Die Radikalisierung von Menschen hin zu extremistischen Positionen, seien sie politisch motiviert oder aber religiös, betrifft nicht nur Europa, sondern ist bereits seit Jahrzehnten eine eminente Gefahr für die Länder des Nahen und Mittleren Ostens.
In den westlichen Ländern haben sich – besonders seit der großen Flüchtlingswelle vor vier Jahren – die Gesellschaften immer weiter polarisiert: Ängste vor einer Islamisierung Europas, Überfremdung, oder einfach, weil einige Gruppierungen – angestachelt von Rechts- und nationalistischen Populisten – erneut eine Minderheit zum Sündenbock machen wollen; neben antiislamischer Hetze belegt auch der neu aufkommende Antisemitismus diese Annahme.
Unsere Gesellschaften sind gefordert, keine Frage: Die Bildung von Parallelgesellschaften, Integrationsprobleme besonders in moslemischen Kreisen, Fehlentwicklungen im Schul- und Bildungsbereich, eine beginnende Ghettoisierung von Bevölkerungsgruppen sind Zeichen dafür, dass einerseits unsere Integrationsbemühungen teilweise gescheitert sind oder nicht effektiv waren, andererseits aber auch islamische Interessengruppen, Moscheeverbände, importierte Hassprediger einen Islam vertreten, welcher sich gegen unsere Grundwerte richtet, MitbürgerInnen radikalisiert, Antisemitismus verbreitet und unsere Rechtsordnung nicht mehr anerkennen will.
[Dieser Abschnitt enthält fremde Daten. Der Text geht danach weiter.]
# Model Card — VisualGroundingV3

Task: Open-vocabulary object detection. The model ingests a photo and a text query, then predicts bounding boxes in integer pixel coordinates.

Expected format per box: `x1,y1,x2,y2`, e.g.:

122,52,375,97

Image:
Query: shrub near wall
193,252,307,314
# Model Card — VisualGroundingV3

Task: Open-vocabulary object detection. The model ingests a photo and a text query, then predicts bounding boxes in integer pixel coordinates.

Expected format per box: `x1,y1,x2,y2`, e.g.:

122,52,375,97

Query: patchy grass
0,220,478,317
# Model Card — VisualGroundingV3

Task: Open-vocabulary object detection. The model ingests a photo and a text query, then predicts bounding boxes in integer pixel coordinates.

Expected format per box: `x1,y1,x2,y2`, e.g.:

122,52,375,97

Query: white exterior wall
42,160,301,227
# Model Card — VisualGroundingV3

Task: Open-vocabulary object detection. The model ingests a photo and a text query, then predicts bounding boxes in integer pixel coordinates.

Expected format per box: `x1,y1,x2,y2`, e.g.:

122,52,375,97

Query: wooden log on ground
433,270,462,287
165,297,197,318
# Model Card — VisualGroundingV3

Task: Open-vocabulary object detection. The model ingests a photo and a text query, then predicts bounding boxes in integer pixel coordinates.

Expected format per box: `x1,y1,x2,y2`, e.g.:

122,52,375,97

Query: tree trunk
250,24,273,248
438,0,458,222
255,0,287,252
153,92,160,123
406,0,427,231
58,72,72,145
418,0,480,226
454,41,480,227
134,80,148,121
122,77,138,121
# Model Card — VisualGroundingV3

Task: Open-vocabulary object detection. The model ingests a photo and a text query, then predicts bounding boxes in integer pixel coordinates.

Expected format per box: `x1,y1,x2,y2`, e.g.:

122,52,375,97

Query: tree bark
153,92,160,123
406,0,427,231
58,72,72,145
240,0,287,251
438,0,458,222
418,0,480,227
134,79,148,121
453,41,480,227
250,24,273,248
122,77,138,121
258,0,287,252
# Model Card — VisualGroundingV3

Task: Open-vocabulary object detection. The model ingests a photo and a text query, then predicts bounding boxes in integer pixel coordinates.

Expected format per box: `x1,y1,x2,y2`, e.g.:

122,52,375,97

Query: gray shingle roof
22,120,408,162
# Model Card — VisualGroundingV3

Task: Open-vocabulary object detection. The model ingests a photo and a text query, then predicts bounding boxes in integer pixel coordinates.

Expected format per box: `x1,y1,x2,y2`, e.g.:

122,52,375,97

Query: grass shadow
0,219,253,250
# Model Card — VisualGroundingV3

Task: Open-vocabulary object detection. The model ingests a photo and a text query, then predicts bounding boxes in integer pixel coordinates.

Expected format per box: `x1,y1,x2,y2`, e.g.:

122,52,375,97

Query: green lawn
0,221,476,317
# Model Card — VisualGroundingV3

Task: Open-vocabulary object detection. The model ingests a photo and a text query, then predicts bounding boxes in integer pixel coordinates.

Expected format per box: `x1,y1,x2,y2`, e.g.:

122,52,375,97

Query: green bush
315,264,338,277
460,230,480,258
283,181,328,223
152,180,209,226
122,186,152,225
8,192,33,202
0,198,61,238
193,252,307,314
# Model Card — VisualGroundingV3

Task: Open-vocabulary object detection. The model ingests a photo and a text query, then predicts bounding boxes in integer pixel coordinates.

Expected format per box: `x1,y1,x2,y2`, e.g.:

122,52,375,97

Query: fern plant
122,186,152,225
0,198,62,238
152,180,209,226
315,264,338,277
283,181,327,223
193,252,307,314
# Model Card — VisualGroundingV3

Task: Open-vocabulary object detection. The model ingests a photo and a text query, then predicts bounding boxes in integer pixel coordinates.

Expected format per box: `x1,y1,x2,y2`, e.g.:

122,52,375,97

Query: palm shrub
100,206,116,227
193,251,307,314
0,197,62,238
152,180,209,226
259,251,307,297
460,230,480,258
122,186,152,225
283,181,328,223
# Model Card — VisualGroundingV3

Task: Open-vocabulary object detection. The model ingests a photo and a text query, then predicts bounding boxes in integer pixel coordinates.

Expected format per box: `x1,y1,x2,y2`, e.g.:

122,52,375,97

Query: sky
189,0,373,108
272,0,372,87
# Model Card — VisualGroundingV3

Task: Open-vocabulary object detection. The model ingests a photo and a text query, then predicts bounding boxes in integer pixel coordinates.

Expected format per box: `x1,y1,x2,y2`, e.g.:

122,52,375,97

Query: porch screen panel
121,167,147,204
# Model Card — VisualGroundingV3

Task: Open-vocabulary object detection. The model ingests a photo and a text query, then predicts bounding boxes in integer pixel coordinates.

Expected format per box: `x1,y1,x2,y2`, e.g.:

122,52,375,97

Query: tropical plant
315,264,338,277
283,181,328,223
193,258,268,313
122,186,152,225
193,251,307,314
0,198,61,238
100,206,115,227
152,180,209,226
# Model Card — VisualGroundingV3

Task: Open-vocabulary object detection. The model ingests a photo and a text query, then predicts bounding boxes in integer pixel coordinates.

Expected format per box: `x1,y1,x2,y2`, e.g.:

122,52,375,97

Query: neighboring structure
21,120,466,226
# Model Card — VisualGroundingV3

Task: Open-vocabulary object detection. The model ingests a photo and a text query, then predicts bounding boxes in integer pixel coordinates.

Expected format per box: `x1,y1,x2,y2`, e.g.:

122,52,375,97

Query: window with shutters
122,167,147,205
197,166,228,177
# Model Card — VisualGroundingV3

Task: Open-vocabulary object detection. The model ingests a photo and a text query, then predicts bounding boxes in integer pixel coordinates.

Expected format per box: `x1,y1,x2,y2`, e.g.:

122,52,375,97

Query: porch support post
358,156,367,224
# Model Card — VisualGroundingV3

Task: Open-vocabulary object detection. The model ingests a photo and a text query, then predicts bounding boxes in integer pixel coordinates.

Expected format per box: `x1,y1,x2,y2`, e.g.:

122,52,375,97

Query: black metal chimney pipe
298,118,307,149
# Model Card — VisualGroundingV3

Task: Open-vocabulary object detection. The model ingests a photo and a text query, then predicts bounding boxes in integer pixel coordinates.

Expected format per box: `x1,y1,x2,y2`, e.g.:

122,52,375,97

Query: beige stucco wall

Muslimbrüder, AKP- und Milli Görüs-nahe Vereine wiederum haben sich eine etwas andere Strategie zurecht gelegt, indem sie unsere Gesellschaften von innen heraus verändern wollen; anders als Salafisten oder islamistische Imame profitieren sie von der Anerkennung im Westen, erhalten Unterstützung von westlichen Institutionen, werden gar von manchen Parteien in Europa hofiert. Dies ändert aber nichts an ihrer eigentlichen Zielsetzung: Ihren Machtanspruch, basierend auf einer antiquierten Interpretation des Koran und anderer Schriften, auch in Europa umzusetzen. Gerne bedienen sie sich, wie im Falle des hinlänglich bekannten „Islamophobia-Report“ vom Erdogan-nahen SETA-Institut und seiner in der EU beheimateten UnterstützerInnen, einer Taktik, die jeden als Islamhasser an den Pranger stellt, der sich kritisch mit Tendenzen im Islam auseinandersetzt, sei es wissenschaftlich oder aus der eigenen Religion heraus.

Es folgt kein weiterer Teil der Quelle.